My parents had faith in me. They taught me how to type these words onto this page.
They are the reason why I do not judge anyone because of where they come from.
When people ask me about my mother and father, I am happy to say they are best friends. They follow their own religions. Converting was not an issue. They respect each other’s beliefs. Their children were never forced to make a choice between Christianity and Islam. We respect both. We celebrate Christmas and Ramadan.
I am truly lucky because I get to eat the best food on earth, smoke shisha and drink Guinness. Our home has always been inviting and accepting of everyone, no matter who they are. My friends love sitting out in our garden, eating my mother’s famous lasagna. Telling my father his lawn looks just like a tennis court.
Neither one of my parents grew up with a lot of money. They take a great deal of pride in what they have now. All three of their daughters have gone off to university. Travelled the world. Never wanting for anything.

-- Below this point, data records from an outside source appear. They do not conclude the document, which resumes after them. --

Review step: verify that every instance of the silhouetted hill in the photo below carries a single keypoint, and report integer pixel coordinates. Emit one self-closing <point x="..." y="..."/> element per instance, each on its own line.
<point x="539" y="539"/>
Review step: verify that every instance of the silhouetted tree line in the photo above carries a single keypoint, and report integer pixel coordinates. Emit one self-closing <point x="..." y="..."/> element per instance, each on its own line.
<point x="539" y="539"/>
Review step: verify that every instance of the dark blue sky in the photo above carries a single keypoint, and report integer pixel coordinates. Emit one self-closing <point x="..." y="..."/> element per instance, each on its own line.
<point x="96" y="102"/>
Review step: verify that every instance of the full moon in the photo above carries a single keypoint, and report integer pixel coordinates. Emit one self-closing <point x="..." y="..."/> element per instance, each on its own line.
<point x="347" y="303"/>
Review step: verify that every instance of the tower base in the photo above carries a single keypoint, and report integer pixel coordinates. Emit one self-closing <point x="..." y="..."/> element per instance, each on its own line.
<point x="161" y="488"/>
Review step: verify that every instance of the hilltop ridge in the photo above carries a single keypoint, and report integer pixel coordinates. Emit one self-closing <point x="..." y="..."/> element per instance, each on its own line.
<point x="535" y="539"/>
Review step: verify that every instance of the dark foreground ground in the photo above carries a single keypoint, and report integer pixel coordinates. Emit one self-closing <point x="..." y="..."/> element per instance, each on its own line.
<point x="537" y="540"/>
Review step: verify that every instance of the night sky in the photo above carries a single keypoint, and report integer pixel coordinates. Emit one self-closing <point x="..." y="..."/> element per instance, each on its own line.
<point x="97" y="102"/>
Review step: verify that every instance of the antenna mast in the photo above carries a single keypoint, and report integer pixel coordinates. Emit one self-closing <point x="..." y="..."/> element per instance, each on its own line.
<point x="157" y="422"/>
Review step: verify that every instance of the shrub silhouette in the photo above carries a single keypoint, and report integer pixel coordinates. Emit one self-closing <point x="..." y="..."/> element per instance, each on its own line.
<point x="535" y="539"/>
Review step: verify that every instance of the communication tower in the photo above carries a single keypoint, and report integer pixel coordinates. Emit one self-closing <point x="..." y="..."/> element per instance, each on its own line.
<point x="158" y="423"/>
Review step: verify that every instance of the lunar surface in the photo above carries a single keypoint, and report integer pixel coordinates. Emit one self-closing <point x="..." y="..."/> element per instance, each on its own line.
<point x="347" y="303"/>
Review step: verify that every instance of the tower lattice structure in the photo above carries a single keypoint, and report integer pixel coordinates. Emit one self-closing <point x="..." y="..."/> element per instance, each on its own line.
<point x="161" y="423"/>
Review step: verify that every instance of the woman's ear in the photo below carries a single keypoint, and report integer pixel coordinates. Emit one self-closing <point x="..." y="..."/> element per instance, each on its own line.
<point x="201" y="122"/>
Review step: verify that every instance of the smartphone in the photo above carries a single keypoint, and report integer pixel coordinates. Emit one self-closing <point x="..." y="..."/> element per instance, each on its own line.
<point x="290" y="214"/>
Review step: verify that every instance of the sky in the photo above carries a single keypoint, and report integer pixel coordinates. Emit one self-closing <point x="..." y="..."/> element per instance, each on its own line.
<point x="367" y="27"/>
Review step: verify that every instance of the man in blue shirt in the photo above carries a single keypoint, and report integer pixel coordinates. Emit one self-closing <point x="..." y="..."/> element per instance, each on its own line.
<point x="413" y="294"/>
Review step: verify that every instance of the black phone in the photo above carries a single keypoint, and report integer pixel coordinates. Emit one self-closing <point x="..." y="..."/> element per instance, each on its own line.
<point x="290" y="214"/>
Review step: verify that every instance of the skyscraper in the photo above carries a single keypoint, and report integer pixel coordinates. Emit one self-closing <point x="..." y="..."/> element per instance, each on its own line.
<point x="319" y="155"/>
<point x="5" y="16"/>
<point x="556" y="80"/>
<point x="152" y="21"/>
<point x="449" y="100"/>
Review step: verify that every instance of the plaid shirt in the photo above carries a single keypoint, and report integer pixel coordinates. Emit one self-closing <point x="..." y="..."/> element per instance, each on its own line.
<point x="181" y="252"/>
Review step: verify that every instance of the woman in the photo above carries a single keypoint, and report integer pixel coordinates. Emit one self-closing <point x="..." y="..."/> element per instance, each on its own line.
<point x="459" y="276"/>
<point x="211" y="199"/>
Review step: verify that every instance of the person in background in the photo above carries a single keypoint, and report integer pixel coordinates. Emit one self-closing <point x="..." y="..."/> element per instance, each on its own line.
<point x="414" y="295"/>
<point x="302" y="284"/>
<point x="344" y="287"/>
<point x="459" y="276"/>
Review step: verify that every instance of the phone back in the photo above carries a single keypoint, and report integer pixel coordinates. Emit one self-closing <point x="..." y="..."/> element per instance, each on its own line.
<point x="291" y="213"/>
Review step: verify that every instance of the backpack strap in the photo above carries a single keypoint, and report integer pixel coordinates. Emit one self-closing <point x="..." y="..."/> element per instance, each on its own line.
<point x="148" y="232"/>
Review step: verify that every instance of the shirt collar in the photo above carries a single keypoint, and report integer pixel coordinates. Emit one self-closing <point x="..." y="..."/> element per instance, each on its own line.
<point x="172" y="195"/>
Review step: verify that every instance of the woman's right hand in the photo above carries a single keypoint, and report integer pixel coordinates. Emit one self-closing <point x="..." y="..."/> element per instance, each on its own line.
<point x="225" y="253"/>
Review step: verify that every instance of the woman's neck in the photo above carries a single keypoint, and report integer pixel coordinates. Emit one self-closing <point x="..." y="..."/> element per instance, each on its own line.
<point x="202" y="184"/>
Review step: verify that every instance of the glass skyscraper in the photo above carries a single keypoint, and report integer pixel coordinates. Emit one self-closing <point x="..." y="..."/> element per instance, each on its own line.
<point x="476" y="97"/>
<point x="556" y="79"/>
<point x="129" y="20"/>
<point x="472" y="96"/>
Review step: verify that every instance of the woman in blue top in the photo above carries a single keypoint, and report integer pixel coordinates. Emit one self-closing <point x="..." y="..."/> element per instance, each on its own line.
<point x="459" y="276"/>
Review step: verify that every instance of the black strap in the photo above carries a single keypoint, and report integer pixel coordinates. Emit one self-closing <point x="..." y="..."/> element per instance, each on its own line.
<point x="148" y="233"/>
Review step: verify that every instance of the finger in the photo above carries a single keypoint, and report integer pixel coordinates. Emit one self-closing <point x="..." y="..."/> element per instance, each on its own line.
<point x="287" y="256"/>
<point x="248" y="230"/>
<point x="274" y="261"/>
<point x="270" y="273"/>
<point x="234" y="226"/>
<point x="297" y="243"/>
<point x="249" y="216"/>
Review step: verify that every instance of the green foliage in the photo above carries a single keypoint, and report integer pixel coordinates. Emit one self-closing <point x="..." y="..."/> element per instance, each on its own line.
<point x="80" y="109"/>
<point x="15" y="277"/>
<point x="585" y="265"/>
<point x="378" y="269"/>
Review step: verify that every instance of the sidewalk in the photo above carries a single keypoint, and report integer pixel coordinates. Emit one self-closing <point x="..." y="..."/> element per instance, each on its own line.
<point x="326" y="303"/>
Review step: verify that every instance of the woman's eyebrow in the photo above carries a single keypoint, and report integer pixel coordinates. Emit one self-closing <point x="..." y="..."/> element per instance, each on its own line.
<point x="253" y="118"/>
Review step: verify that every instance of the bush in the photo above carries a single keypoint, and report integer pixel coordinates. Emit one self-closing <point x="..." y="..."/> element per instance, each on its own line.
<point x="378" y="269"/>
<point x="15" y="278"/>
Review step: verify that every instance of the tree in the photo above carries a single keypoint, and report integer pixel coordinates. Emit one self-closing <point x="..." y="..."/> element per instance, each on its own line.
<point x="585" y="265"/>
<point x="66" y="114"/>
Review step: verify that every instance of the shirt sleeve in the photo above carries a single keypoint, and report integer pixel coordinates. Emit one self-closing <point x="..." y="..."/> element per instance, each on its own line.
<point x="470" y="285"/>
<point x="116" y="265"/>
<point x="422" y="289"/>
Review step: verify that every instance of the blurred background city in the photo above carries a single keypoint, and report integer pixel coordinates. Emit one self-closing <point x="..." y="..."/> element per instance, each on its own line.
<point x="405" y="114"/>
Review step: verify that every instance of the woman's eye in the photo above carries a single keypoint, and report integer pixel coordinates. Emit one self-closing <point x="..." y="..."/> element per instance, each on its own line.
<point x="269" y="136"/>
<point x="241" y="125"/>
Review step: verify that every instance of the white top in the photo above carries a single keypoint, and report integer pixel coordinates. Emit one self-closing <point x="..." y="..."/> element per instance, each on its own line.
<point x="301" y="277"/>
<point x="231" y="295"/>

When I finished my education, I followed in my father’s footsteps. I wanted to get as many stamps in my passport as humanly possible. For work, I went to conventions in Amsterdam, Zurich and Munich. In one year, I had been to twelve different countries. Then one day I received a letter from the doctor.
I was diagnosed with the first stages of cervical cancer.
In a heartbeat, my life changed. My family gathered around me like an army. Protected me from myself. Stood by me in the hospital. Held my hand through it all. Supported my decision to follow my passion. To become what I had always wanted to be. A writer.
Questions flooded my mind. What was I going to do? How was I going to do it? I looked up into the skies for answers and prayed for guidance. For me, faith and family have always been one and the same. Integral parts of my identity.
At the age of twenty-five, I had to find my faith, not only in a higher being but in myself. Never will I forget my mother’s words, ‘You can get through anything. Believe in yourself, no one can do that for you.’
Once again, I felt like that little girl who could not even spell her own name. But my mother was right. I did get through it all with the help of my family. I am proud to have them and I am proud of where I come from. They have defined who I am and who I want to be.